Tra i protagonisti della fauna del Parco spicca il camoscio appenninico (Rupicapra pyrenaica ornata). Grazie all’istituzione del Parco e ad un’attenta tutela, questo raro ungulato è stato salvato dall’estinzione.
Negli ultimi decenni la popolazione è aumentata in modo consistente, tanto da consentire, attraverso programmi di ricerca, la reintroduzione in altre aree protette dell’Appennino, da dove si era estinto in epoca storica.
 Il camoscio d’Abruzzo è un erbivoro, prevalentemente legato alle praterie di altitudine, ma in inverno, quando la neve è abbondante, scende a rifugiarsi nel bosco.
A maggio le femmine partoriscono un solo camoscetto.
Nel Parco è presente su gran parte dei massicci più alti, tra cui i monti della Camosciara, il Monte Meta, la catena delle Mainarde, il Monte Amaro, il Monte Marsicano e le montagne che circondano la Val Canneto.
Questi animali hanno un corpo su misura per la vita in alta quota, con enormi muscoli e unghie robuste per saltare tra le rocce.
Il camoscio non è un animale pericoloso, ma in quanto selvatico ha paura dell’uomo e fugge se si sente minacciato emettendo un tipico fischio di avvertimento.
È sempre consigliabile non avvicinarlo (cosa peraltro molto difficile).
Nel Parco Nazionale d’Abruzzo esistono aree faunistiche dov’è possibile osservarlo in semilibertà all’interno di zone recintate, che hanno sia funzione scientifica che un ruolo educativo.
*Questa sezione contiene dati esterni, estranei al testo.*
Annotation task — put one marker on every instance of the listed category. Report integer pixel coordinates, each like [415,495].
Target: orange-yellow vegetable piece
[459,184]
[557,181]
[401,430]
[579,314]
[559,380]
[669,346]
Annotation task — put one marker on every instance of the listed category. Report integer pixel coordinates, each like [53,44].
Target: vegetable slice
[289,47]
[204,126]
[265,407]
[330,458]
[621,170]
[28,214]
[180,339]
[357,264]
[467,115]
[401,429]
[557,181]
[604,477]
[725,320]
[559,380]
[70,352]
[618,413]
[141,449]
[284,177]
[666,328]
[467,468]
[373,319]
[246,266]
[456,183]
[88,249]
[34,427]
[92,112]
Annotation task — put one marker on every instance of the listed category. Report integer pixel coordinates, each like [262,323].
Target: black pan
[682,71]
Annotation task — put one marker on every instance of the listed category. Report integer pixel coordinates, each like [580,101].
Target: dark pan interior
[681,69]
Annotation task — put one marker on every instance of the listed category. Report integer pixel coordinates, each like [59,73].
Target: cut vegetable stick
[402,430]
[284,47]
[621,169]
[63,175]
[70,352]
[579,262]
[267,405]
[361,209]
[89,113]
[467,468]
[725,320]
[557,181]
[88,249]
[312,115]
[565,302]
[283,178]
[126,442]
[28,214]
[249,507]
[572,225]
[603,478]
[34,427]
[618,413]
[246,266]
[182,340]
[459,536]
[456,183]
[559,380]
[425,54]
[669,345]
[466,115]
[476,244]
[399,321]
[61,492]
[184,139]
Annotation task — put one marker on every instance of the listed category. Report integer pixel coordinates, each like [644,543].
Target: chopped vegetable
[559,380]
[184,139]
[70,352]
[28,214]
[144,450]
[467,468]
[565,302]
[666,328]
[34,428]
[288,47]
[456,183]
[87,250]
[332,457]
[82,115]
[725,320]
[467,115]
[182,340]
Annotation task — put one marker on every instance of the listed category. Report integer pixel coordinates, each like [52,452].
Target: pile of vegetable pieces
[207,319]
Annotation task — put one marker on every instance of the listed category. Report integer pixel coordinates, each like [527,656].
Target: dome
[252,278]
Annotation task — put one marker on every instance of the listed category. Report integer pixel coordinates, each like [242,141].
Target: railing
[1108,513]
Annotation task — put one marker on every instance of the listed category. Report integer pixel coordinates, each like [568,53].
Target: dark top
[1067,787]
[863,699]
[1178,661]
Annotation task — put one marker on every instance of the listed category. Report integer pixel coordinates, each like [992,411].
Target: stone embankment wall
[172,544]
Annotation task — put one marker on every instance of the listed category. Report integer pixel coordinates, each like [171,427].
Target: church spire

AREA FAUNISTICA DEL CAMOSCIO
Nei pressi del Comune di Farindola sono presenti le indicazioni per l’Area Faunistica del Camoscio d’Abruzzo, interamente compresa nel territorio del Parco Nazionale del Gran Sasso e dei Monti della Laga.
In questa zona fino all’Ottocento proliferava il camoscio, poi scomparso e reintrodotto grazie al lavoro e alla tenacia di Legambiente e dell’Ente Parco.
Nell’area sono presenti le classiche attività di educazione ambientale con visite guidate e attività mirate per i bambini.